There the speaker asserts, "Yet do I marvel at this curious thing: / To make a poet black, and bid him sing!" Note that "this curious thing" is not a dichotomy between being a poet and being black - as some readers are too quick to assume - but between being a black poet and being expected to "sing." Cullen thus cites conditions of circumstance that are indeed difficult but not impossible to reconcile. Had he meant to conclude his sonnet by claiming that it is impossible to be both black and a poet, or for that matter, that it is impossible for a black poet to "sing," he most certainly would not have led up to such assertions with specific self-reconcilable instances. Instead, these previous instances alert the reader that the climactic example is yet another paradox that is just that: a contradiction that is apparent rather than real.

The couplet (and the poem) turns on the connotation of the term "sing." Cullen appropriately notes the difficulty of voicing lyric joy or of freely expressing artistic imagination at the exclusion of his racial status. Any African American poet writing in 1925 would have found it difficult to ignore the suffering of his race, or to "sing" of his blackness without an element of melancholy or rage in his song. Nonetheless, because to sing is so general, so expansive a term, rather than connoting isolation or exclusion, it more readily suggests inclusion, and perhaps even transcendence. Cullen acknowledges, even emphasizes, the difficulty for a black poet in answering that divine call to sing; but through the strategic presentation of precedent, he also claims that the black poet can still articulate his blackness and express his unique racial identity while singing his humanity.

Finally, the sonnet suggests possibility, just as the larger example of Countee Cullen's poetic canon more fully demonstrates that notion. Rather than evidence of his failure, the sonnet can be better and more accurately understood as an illustration of achievement.

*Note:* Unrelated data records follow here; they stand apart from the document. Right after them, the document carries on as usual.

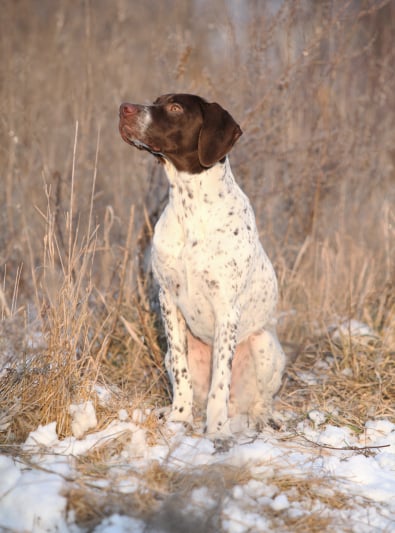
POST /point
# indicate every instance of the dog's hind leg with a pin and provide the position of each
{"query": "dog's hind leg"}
(269, 361)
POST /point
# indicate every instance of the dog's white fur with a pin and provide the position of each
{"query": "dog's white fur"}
(217, 289)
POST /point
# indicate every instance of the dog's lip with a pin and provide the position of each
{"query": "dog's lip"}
(130, 137)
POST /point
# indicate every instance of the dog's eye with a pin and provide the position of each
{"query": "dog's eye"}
(174, 108)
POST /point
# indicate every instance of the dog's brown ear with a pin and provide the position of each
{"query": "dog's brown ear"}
(218, 134)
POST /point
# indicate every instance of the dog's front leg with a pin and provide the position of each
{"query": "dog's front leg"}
(176, 360)
(224, 347)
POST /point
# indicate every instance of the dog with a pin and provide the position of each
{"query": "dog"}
(218, 289)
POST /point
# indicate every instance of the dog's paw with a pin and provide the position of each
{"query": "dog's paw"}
(223, 444)
(182, 417)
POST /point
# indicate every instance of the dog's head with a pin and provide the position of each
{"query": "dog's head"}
(182, 128)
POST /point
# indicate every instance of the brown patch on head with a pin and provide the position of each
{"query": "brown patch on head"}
(182, 128)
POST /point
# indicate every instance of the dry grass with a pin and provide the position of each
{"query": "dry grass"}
(315, 97)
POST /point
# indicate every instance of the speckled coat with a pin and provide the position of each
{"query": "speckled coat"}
(218, 289)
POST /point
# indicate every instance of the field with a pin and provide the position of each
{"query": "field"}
(312, 85)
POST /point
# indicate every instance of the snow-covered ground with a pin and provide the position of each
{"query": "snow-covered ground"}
(332, 461)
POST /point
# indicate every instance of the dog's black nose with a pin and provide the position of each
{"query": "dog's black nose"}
(127, 109)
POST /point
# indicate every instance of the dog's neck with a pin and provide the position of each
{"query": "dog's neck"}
(189, 192)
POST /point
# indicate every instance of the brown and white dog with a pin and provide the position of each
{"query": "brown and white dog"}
(218, 289)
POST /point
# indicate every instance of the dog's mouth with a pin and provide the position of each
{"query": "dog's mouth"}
(129, 136)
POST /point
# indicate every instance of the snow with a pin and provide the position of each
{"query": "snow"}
(33, 486)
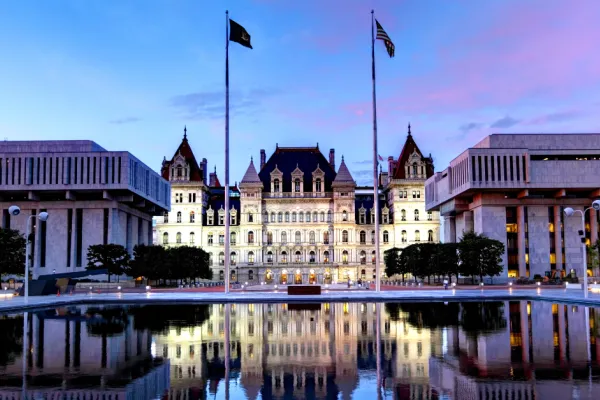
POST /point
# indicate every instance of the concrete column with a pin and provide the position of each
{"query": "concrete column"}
(521, 240)
(539, 240)
(449, 230)
(558, 238)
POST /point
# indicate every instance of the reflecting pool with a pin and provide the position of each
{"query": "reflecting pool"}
(414, 351)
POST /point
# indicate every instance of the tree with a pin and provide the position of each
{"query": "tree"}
(112, 257)
(392, 261)
(480, 255)
(12, 252)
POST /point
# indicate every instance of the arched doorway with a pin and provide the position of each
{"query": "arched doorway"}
(297, 277)
(312, 277)
(283, 278)
(269, 276)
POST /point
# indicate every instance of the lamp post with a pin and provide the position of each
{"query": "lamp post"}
(43, 216)
(569, 212)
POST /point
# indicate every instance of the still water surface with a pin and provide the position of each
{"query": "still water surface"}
(460, 351)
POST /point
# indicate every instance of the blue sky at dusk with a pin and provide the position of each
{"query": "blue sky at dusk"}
(129, 74)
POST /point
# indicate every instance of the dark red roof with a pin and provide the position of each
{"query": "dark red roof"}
(196, 173)
(410, 146)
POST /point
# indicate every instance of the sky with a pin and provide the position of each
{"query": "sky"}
(130, 74)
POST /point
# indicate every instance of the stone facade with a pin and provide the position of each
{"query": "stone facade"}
(92, 196)
(514, 188)
(295, 218)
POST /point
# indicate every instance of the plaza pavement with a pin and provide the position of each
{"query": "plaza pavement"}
(190, 296)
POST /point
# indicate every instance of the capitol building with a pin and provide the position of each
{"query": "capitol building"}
(295, 216)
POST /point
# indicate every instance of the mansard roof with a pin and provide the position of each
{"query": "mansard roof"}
(343, 176)
(410, 147)
(288, 158)
(196, 173)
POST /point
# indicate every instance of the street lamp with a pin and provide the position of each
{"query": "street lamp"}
(569, 212)
(43, 216)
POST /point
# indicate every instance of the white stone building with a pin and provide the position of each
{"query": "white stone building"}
(297, 219)
(92, 196)
(514, 188)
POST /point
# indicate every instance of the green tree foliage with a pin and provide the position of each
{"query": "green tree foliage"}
(12, 252)
(480, 255)
(112, 257)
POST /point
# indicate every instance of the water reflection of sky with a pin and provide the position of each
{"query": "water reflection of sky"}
(472, 350)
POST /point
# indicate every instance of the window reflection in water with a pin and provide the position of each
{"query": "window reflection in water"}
(505, 349)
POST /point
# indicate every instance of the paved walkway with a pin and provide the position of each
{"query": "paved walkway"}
(156, 296)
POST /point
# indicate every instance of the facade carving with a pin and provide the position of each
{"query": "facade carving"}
(297, 219)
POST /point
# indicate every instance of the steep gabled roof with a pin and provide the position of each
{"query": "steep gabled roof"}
(196, 173)
(288, 158)
(410, 147)
(343, 177)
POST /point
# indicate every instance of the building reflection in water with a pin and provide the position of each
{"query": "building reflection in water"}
(460, 351)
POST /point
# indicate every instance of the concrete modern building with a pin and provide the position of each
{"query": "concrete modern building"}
(93, 196)
(514, 188)
(295, 217)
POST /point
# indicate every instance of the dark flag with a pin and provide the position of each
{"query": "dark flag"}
(386, 39)
(239, 34)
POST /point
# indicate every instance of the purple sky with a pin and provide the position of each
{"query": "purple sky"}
(130, 74)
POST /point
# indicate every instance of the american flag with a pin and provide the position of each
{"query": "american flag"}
(386, 39)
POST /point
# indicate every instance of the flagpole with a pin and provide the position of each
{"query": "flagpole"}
(227, 255)
(375, 178)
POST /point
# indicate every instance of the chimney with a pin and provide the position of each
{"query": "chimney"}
(332, 158)
(263, 158)
(204, 167)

from The Explicator 56.2 (Winter 1998)


Rachel Blau DuPlessis

This work, filled with cunning verbal contradictions, concerns the almost paralytic encounter between blackness and universalized poetic vision.

The sestet is based on a fierce, restrained blasphemy. It would he vain even to ask God, goes Cullen’s argument, why evil, cruelty, torture, and frustration have meaning. It is simply that He is so "awful" that He cannot quibble over such small questions. The repetition of the word "awful" moves from awe-inspiring to horrible, from terrific to terrifying. Indeed, the echo of Blake’s "Songs of Experience" casts God Himself as the man-eating Tyger. The speaker plots a carefully worded resistance, seeming to enhance God, and to blame the small-minded person for doubting the possibility of satisfactory explanations.

The apogee of God’s uncanny ability to put dreadful pressure and frustration in the universe is to create black poets. The apparently simple phrase "curious thing" read via a social philology shows ideological contradictions. First, it means an oddity, here the speaker comments suspiciously upon God and his motives. The distance created by the commentary elaborates the promissory note of the sonnet’s opening phrase doubting God’s beneficence, wherein that very doubt, through denial, is furthered. Second, the speaker wonders that God has made such a novelty something so rare, odd, or intricate. This praises both the nobility of God and [black] humankind. Finally, the poet, being black, is both the curiosity (thing) and the curious questioner (person). To have been both thing and person is precisely the heritage of African-Americans. This opposition is then elaborated by the confrontative rhyme of "thing" and "sing." "Sing!" is held out tantalizingly at the very end of the poem as a goal and imperative, compounding the strength of black poetic authority by seeing it as an almost impossible test of authorship authorized by God himself. In the word "bid," God is both commanding and gambling — raising the stakes for black poets only. The word also has a tinge from the semantic surround "auction," a sotto voce encrypting of enslavement. The poem illustrates, in poised contradiction, the difficulty and the actuality, of African-American poetry.